Exhortation, Second Sunday After Easter

Exhortation, Second Sunday After Easter April 10, 2005

Micaiah is a prophet of Yahweh, the only prophet of Yahweh available to advise Ahab and Jehoshaphat as they plan to recover the city of Ramoth-gilead from the Arameans. As Ahab expects, Micaiah prophesies evil, warning that Ahab will die in battle and Israel will be left like sheep without a shepherd. Zedekiah, one of Ahab’s court prophets, slaps Micaiah across the face, and Ahab dismisses him from the court, sending him off to prison to be fed on bread and water.

That’s the last we hear of Micaiah. There is no scene of release, no triumphant return to Samaria, no defiant “I told you so” to Zedekiah. Micaiah speaks the word of Yahweh, but it appears that this word is humiliated. Micaiah is vindicated as a prophet only later, when his words come true, when Ahab is killed by a “random” arrow fired by an anonymous Aramean soldier. In this Micaiah proves to be a type of the true Prophet, Jesus Christ, who is also slapped during his appearance before a ruler, who goes to His death with all His promises about the coming of the kingdom, the vindication of the Son of Man, the destruction of the temple unfulfilled. The word of God seems, for a time, defeated and ashamed.

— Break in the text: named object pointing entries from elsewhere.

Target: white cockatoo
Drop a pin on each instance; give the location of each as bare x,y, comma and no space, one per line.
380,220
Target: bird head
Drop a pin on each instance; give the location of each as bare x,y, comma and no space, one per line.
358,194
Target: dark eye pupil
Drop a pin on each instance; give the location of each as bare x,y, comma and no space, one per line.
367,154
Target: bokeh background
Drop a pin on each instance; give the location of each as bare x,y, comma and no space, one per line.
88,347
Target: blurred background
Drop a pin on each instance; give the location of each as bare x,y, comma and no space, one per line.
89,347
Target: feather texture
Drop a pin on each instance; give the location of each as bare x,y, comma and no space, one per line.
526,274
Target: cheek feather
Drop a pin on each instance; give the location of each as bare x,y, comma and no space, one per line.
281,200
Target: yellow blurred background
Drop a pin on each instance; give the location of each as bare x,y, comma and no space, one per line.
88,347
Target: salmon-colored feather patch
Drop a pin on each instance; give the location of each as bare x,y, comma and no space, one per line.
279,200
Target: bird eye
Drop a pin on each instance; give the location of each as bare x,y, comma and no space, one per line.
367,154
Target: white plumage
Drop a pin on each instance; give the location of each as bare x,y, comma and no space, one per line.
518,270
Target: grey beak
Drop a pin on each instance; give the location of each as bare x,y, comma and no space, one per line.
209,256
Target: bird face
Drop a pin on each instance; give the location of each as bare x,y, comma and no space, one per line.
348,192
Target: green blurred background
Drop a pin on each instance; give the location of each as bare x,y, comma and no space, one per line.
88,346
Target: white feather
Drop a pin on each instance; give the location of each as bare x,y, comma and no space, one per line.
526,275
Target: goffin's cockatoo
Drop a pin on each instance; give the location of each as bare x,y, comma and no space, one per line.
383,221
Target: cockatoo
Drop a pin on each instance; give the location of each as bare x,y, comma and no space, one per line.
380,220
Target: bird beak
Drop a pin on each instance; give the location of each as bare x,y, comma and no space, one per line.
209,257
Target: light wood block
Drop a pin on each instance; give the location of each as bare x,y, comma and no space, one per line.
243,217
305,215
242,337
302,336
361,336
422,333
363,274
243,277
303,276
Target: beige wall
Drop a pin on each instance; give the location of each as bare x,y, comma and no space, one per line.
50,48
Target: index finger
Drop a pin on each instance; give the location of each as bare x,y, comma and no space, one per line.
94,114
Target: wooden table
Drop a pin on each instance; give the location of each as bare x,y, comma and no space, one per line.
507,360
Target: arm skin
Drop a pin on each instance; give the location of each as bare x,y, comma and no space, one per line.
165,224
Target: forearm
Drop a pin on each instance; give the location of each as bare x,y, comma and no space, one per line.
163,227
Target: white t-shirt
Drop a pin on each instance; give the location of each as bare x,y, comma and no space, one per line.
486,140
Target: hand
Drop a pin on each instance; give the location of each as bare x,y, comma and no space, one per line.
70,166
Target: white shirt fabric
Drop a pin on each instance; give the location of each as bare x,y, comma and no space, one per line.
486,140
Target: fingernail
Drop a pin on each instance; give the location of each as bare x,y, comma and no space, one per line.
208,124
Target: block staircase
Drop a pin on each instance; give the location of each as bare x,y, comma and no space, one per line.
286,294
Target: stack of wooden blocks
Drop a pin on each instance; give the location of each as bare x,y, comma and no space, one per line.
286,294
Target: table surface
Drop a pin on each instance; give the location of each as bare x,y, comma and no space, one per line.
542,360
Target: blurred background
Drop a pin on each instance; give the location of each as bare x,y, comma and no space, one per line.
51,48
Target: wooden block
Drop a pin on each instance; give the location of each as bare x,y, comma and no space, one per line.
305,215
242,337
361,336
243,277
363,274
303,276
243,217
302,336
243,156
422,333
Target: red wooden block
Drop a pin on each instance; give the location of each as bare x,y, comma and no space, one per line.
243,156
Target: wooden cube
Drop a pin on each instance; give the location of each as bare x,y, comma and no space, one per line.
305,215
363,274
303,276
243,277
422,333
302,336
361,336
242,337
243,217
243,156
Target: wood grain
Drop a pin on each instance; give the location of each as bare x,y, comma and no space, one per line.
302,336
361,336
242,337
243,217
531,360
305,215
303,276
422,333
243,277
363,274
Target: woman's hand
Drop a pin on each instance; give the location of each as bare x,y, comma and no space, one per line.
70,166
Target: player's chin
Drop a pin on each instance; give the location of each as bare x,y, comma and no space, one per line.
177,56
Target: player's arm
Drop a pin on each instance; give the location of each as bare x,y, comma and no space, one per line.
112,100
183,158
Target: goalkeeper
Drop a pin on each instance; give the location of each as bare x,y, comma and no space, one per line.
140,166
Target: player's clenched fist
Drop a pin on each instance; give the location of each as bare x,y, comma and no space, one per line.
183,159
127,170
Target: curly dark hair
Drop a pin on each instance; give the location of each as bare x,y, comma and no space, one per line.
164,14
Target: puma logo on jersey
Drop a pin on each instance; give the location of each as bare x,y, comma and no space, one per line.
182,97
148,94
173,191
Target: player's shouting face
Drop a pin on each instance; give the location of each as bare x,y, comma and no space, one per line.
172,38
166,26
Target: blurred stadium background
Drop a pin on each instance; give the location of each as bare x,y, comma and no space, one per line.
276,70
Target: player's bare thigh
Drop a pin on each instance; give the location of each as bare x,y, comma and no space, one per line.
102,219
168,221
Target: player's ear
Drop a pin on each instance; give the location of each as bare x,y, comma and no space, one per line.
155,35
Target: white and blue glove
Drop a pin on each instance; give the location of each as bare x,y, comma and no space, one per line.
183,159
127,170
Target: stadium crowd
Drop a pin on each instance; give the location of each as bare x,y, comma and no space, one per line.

Delay has always been a source of tension and frustration for believers. The Psalms repeatedly cry out, “How long, O Lord?” But the frustration and tension is even more intense for those of us who live as Christians of the twenty-first century. We are not used to waiting. We have instant communications, instant cooking, instant access to information on the World Wide Web, and we begin to fancy that we have a right to instant gratification across the board. We are tempted to think we have a right to instant fulfillment of promises.

But this is not God’s way. Between the word and the fulfilled, there is often silence, and the silence can last a long time. We cling to God’s promises regarding our children through periods of estrangement and rebellion; we long for the promised unity, peace and concord in the church, but meet only warfare, envy, and suspicion; we struggle to be free from sin, believing that we are dead and risen with Christ and that we now walk in newness of life, but seeing very little fruit of that new life.

God’s way with the world is a way of tension and rest, a way of exile and return, and we are always called to wait and trust through the exile until God fulfills His promise, crying out in the silences that God would keep His promises. The Word seems to be humiliated, imprisoned, and there is little to be done but wait and see.

Don’t rush through the tensions; don’t try to escape the painful uncertainty that comes with the silences; don’t turn back when the Word of Yahweh seems humiliated. Between the disappointment of Good Friday and the joyful fulfillment of Easter, there is the waiting, the silence, of Holy Saturday. This is often where the Lord wants us: Wait upon the Lord. Take heart; be of good cheer. And wait upon the Lord.